Keating Chambers and Seven Bedford Row have reported record years, indicative of a strong financial performance at the top end of the bar.

Keating consolidated its reputation as a leader in construction, transport and energy litigation and arbitration, particularly in overseas disputes, with revenues of £17.5m, 17 per cent up on last year’s £14.9m.

Seven Bedford Row boosted gross turnover by 8 per cent to £14m, which represents an overall increase of almost 50 per cent in the past four years.

Fraud work, both civil and criminal, has been central to the set’s success in the past year. In October it formed an alliance with Jersey-based legal and professional services organisation Baker Platt Group to broaden its expertise in international money laundering, financial regulatory and compliance work. This type of work now accounts for around 8 per cent of turnover.

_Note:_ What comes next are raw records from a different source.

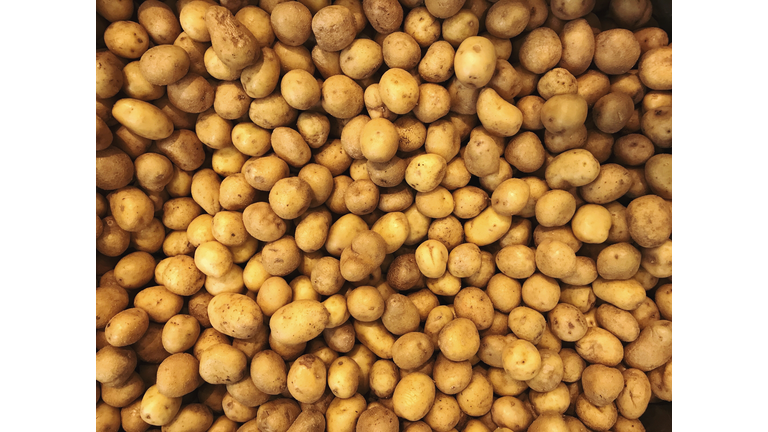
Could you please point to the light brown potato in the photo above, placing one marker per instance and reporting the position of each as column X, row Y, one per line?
column 127, row 39
column 333, row 28
column 126, row 327
column 616, row 51
column 567, row 322
column 650, row 220
column 541, row 50
column 385, row 16
column 600, row 346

Healthy revenue hikes have also propelled two chambers into the top 30 sets in the UK when ranked by turnover.

According to The Bar Top 30 2003, part of The Lawyer 100, 8 New Square was ranked 30th by turnover, with revenues of £8m. The IP set saw turnover slightly dip this year.

The niche set’s performance has been eclipsed by both chancery set 24 Old Buildings, which saw revenues rise to £9.3m from £7.5m last year, and Outer Temple Chambers, previously 35 Essex Street, which has seen turnover increase by an impressive £3.5m to £10m.

24 Old Buildings attributes its strong performance to growth in offshore work, arbitration, and several profitable cases.

Outer Temple, meanwhile, has been on a hiring spree in recent months, taking on Robert Rhodes QC, the former head of 4 King’s Bench Walk, and Peter Ralls QC from Selborne Chambers.

Regional sets also report burgeoning turnovers. Exchange chambers in Liverpool grew by 9 per cent last year to £13.06m. Chambers director Tom Handley said: “Fee income is £1m ahead of target and our recruitment drive has attracted six high-calibre advocates.” Its Manchester annexe saw a 33 per cent turnover rise.

St Philips in Birmingham saw turnover grow to £18.3m from £17m in 2002-03.